Dong Zhongshu's image of man forms a balance between that of Menzius and that of Xun Zi . He differentiates between a “natural disposition” (性, xing) and an “emotional state” (情, qing), whereby for him the former is rather good, the latter rather bad. Humans are always between these two extremes and can move more towards nature through education. Only through moral learning can a person move towards good, but he is still not inherently bad, as Xun Zi believes, since the basis for developing towards good lies in people from the very beginning.

Individual evidence

  1. ^ Roger T. Ames: Dong Zhongshu (Tung Chung-shu). In: Antonio S. Cua (Ed.): Encyclopedia of Chinese Philosophy. New York 2003, p. 239.

literature

  • Harald Borges: Dong Zhongshu.

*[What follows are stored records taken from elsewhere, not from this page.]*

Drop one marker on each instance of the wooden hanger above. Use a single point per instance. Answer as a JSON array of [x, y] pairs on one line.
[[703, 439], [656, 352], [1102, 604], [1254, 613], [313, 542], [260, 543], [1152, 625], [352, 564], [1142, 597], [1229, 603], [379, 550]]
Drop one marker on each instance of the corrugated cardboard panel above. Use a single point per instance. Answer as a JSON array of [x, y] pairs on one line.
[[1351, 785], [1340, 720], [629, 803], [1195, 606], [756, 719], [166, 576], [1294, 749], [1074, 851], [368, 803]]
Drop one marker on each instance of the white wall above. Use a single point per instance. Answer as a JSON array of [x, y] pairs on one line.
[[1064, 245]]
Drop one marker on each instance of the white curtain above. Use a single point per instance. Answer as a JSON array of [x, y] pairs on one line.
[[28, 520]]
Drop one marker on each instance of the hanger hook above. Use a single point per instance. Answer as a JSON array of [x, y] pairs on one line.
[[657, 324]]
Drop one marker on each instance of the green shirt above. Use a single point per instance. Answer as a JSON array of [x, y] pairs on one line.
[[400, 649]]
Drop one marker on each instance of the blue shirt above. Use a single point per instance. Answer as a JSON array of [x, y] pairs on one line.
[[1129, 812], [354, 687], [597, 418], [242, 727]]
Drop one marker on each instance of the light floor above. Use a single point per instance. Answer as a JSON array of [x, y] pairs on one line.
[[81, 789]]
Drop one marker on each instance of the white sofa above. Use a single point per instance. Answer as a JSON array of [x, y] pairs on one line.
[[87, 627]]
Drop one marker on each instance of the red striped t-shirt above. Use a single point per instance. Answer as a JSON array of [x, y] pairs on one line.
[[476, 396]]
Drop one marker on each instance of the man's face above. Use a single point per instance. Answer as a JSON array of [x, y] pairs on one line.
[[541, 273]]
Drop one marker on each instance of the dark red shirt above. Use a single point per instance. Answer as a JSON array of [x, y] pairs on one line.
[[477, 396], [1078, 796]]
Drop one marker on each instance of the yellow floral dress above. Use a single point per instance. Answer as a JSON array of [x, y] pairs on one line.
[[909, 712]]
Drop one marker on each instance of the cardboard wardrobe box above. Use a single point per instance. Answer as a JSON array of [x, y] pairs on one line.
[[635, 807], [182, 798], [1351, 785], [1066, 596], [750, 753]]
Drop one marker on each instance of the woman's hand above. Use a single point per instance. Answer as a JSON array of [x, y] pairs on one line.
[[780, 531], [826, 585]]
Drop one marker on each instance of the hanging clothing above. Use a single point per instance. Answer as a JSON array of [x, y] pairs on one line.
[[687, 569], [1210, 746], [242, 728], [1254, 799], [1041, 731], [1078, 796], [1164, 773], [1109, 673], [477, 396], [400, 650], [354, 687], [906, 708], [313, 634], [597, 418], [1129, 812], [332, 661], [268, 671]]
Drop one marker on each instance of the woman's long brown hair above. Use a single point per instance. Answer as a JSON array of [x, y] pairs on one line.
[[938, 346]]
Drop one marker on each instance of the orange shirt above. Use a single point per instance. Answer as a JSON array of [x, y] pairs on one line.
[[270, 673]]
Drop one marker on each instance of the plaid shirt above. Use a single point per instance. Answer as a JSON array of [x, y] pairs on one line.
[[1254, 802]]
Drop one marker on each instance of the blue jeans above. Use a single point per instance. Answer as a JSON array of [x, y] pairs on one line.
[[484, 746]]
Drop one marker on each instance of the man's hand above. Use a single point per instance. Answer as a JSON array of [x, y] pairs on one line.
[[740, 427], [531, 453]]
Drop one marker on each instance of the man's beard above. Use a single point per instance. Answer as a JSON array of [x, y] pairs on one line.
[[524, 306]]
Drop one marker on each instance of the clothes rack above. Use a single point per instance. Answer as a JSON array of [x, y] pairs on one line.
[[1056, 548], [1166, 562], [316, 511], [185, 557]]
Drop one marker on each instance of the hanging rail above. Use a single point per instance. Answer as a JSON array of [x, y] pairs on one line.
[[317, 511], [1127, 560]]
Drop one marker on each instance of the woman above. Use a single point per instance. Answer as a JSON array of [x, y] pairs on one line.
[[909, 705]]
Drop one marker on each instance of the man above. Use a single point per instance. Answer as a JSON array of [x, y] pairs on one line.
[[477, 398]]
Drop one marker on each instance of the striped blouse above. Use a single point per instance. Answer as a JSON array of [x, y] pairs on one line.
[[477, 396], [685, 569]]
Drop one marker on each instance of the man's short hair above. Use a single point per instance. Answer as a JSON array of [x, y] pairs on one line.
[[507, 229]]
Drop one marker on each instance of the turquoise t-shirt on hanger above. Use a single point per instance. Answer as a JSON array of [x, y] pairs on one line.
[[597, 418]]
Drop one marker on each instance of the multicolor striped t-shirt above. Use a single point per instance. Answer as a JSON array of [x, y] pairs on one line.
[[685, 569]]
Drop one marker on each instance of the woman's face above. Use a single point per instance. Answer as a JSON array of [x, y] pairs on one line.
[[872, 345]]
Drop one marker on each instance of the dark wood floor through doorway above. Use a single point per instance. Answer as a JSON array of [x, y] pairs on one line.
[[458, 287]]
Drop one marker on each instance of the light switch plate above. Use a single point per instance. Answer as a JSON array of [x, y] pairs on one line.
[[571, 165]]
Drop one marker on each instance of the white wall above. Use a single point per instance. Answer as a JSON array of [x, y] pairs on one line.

The perhaps a little surprising lover of all kinds of disasters . In the S. Dragon, unicorn, phoenix, about ancient Chinese thinking. Verlag JB Metzler, Stuttgart / Weimar 1993, pp. 117-144.
  • A. Pfizmaier: Tung-tschung-schü's answers to the surveys of the Son of Heaven . In: Meeting reports of the Philosophical-Historical Class of the Imperial Academy of Sciences Vienna 39 (1862), pp. 345–384.
  • Tung Chung-shu: Ch'un-ch'iu Fan-lu. Lush dew of the spring and autumn classic. Translation and annotation of chapters one to six by RH Gassmann, Bern / Frankfurt / New York 1988.
  • Zhang Chunbo: The Role of History in the Philosophy of Dong Zhongshu. In: Chinese Studies in Philosophy 12, 2, 1980, pp. 87-103.